It is his say, that a disjunctive reading would be violative of both the
grammar and the intent if the word 'generally' is given too wide an
interpretation and the word 'and' is read as 'or'. Section 25(o) would become
wholly and completely unguided and applicable to just about anything.
The restraining element in Section 25(o) is the fact that it must relate to
Excise revenue is defined in Section 3 of the Act. It reads:
"'Excise revenue' means revenue derived or derivable from any duty,
fee, tax, fine or confiscation imposed or ordered under the provisions of this
According to Dr. Dhawan, the term fee as defined in Section 3 is not the
kind of fee that falls under Rule 17 and therefore, the fee for the purpose of
Rule 17 is not authorised by the Act.
He also referred to various sections under the Act where the terms duty and
fee are mentioned and their collection is specifically authorised:
Section 5(a) Payment of duty for import Section 6 Payment of fee or duty for
export Sections 8-10 Permits for transport Sections 11-A 12-A Licenses for
possession Section 16 Imposition of duty Section 17(d) Imposition of duty by
fees for manufacture Section 18 Framing of duties Section 22(a) Fee or duty for
licenses Section 24 Recovery of duties Section 24-B Refund of duty, tax or fee
He, therefore, contended that when the legislation intended the Act itself
indicates where a fee or duty or tax may be charged.

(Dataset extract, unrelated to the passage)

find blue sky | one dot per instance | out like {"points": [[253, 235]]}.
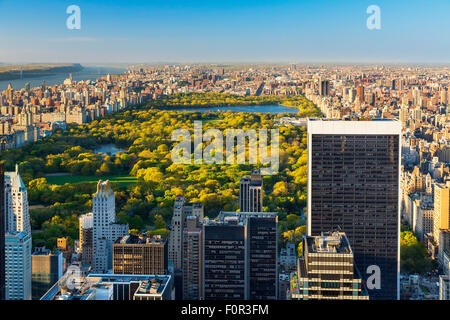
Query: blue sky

He, therefore, argued that
to include in Section 25(o) the power to impose any independent fee not
authorised by statute, makes Section 25(o) overbroad and without any guidelines
whatsoever. He further contended that Rule 17 is also traceable to Section
25(g), which deals with inspection and supervision of distilleries, private
warehouses and breweries and does not contain any provision for the imposition
of a duty, tax or fee.
It is now well settled principle of law that the regulatory powers are
generally to be widely construed. However, empowering the State Government to
impose taxes, fees or duties and such demands must be authorised by the Statute
and must contain sufficient guidelines.
In the case of A.N. Parasuraman vs. State of Tamil Nadu, (1989) 4 SCC 683,
this Court pointed out as under:- "The point dealing with legislative
delegation has been considered in numerous cases of this Court, and it is not
necessary to discuss this aspect at length. It is well established that
determination of legislative policy and formulation of rule of conduct are
essential legislative functions which cannot be delegated. What is permissible
is to leave to the delegated authority the task of implementing the object of
the Act after the legislature lays down adequate guidelines for the exercise of
(emphasis supplied) In the case of Kunj Behari Lal Butail vs. State of H.P.,
(2000) 3 SCC 40, it was pointed out in Paragraph 14 as under:
"14. We are also of the opinion that a delegated power to legislate by
making rules for carrying out the purposes of the Act" is a general
delegation without, laying down any guidelines; it cannot be so exercised as to
bring into existence substantive rights or obligations or disabilities not
contemplated by the provisions of the Act itself".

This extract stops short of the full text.